According to Reuters, Stefan Hartung, CEO of German automotive parts supplier Bosch, stated that growth in the global automotive and commercial vehicle market is expected to be very slow this year and next.
Speaking at the IAA Transportation Trade Fair in Hannover, Germany, Hartung noted that current global demand for vehicles is lower than the automotive industry's expectations from five years ago. The number of vehicles produced in Europe is expected to fall short by several million compared to earlier projections. He also added that it will take several years for the market to return to previous levels of vehicle demand.

Hartung further mentioned that growth in the global electric vehicle (EV) market is also expected to slow, although sales of fully electric vehicles are still increasing compared to last year, driven by consumer interest in plug-in hybrid vehicles, including in China.
He emphasized that Bosch will continue with its electrification strategy, as market adjustments are normal. However, he reiterated that if customers delay orders for electric vehicle components, Bosch factories, including large plants, may face further layoffs.

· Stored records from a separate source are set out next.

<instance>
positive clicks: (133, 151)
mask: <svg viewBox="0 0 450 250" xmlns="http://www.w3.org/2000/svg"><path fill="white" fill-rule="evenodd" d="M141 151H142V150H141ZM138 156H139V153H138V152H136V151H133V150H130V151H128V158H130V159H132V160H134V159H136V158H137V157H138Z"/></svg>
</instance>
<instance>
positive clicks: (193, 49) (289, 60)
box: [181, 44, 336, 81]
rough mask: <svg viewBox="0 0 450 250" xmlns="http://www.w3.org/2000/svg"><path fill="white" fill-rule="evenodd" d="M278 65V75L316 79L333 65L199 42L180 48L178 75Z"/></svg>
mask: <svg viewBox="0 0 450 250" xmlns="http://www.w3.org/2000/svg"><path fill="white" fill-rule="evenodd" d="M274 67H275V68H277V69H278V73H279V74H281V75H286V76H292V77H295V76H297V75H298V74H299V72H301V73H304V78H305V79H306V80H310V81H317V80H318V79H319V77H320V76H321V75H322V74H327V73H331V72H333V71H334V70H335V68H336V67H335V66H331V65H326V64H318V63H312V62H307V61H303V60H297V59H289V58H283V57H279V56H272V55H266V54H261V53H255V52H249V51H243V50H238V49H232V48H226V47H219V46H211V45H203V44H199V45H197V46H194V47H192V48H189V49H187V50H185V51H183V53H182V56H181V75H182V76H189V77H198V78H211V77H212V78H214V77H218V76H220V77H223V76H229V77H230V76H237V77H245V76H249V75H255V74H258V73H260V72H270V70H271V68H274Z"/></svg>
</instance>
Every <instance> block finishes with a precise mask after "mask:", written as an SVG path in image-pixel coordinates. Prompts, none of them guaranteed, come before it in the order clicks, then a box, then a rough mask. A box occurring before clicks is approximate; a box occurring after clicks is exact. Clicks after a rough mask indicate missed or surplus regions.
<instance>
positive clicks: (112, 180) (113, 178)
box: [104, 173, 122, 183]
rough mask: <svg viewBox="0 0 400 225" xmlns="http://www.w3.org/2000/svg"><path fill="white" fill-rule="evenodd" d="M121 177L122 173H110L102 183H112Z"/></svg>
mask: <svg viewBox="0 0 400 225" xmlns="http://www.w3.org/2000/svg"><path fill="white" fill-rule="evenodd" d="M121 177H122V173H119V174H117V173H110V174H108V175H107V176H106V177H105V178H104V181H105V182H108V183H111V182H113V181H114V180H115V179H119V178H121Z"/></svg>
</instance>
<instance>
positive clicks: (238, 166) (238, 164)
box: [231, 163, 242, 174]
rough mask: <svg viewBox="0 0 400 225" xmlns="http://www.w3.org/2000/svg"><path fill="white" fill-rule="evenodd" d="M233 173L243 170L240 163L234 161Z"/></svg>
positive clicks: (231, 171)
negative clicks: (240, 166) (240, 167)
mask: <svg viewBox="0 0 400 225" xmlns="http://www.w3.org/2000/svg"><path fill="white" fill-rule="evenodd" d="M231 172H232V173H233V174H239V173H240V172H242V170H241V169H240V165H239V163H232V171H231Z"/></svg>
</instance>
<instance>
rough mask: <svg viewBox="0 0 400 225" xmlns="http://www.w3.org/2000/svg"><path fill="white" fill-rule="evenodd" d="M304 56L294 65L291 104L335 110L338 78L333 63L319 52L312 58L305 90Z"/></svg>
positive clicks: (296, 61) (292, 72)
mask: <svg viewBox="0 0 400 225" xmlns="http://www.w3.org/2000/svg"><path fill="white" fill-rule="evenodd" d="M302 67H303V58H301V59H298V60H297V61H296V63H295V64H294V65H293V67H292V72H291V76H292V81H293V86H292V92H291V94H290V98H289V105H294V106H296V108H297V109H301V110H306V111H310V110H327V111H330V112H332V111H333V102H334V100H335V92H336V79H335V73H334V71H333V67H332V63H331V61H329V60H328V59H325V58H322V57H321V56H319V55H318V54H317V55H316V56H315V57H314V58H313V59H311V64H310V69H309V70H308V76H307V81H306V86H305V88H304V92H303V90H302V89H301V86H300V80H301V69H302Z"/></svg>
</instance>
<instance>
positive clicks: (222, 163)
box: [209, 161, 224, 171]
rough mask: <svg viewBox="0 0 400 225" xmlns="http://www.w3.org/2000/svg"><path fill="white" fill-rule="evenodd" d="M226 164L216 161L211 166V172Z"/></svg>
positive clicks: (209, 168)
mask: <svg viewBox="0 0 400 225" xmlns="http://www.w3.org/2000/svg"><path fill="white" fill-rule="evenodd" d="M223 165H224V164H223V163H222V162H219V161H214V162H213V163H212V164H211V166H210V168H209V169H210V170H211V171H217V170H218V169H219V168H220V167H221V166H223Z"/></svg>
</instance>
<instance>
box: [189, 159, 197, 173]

In February this year, Bosch announced plans to cut about 3,500 jobs in its home appliances division by 2027. In April, Bosch further warned of additional cost-cutting measures and potential job cuts.
Global automakers are scaling back their electrification goals due to weakening demand for fully electric vehicles, driven by the lack of affordable models, slow deployment of charging infrastructure, escalating trade tensions, and increased competition from Chinese rivals.
European automakers are facing high labor and energy costs, as well as intensified competition from low-cost models produced by Asian competitors, who are shipping more vehicles to Europe.
Earlier this month, Volkswagen, Europe's top-selling automaker, announced that it is considering shutting down some of its factories in Germany to cut costs and compete with Asian rivals.